Serum hepatitis B virus DNA before liver transplantation correlates with HBV reinfection rate even under successful low-dose hepatitis B immunoglobulin prophylaxis

Abstract

PurposeThe combination of hepatitis B immunoglobulin (HBIg) and nucleos(t)ide analogues has been accepted as the best treatment to control hepatitis B recurrence after orthotopic liver transplantation (OLT). However, the optimal dose of HBIg remains unclear. We have previously reported that high-dose HBIg in the early period followed by low-dose HBIg with nucleos(t)ide analogues offers reliable and cost-effective control of hepatitis B recurrence. The aim of this study was to investigate intrahepatic hepatitis B virus (HBV) reinfection status with our clinically successful protocol.MethodsWe quantified levels of intrahepatic HBV covalently closed circular (ccc) deoxyribonucleic acid (DNA) and serum hepatitis B core-related antigen (HBcrAg), a new serological marker that can estimate intrahepatic cccDNA levels.

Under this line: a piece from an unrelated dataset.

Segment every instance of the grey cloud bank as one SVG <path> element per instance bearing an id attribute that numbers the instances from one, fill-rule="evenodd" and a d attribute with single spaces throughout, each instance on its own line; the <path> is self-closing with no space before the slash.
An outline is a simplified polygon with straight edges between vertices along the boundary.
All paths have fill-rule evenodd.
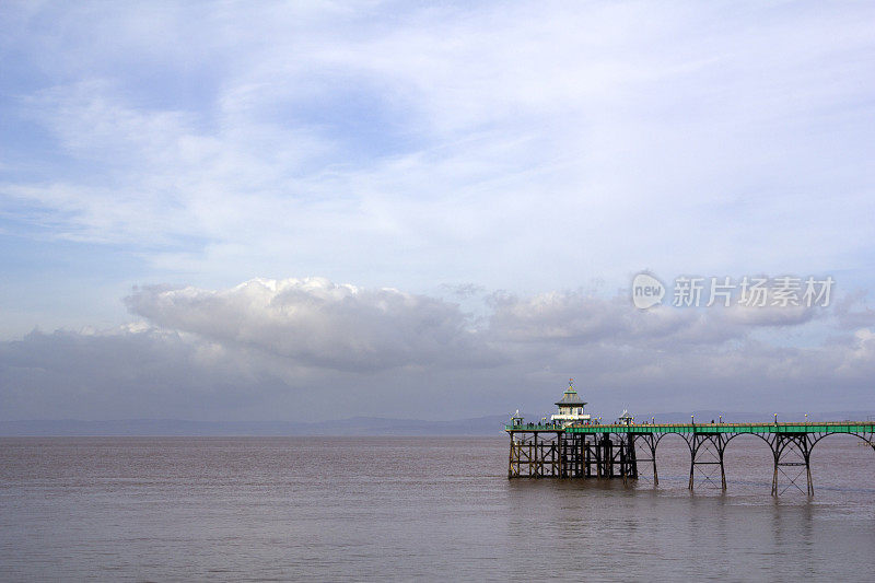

Nucleos(t)ide analogues were administered in all cases.ResultsNo patients showed recurrence of hepatitis B surface antigen (HBsAg) or HBV-DNA. However, HBV, cccDNA, and HBcrAg were positive in 57% and 48% of patients after OLT, respectively. Pre-OLT serum HBV-DNA and HBcrAg levels correlated linearly with post-OLT cccDNA levels (r = 0.534, P < 0.05, and r = 0.634, P < 0.05, respectively). High serum HBV-DNA and HBcrAg levels, particularly with >3 log10 copies/mL and >4 log10 IU/mL, respectively, at the time of OLT, were associated with high levels of post-OLT cccDNA. Even with our successful protocol, nearly half of patients showed HBV reinfection.ConclusionsPatients with high serum HBV-DNA and HBcrAg levels before OLT (particularly >3 log10 copies/mL and >4 log10 IU/mL, respectively) should be followed with care for HBV recurrence.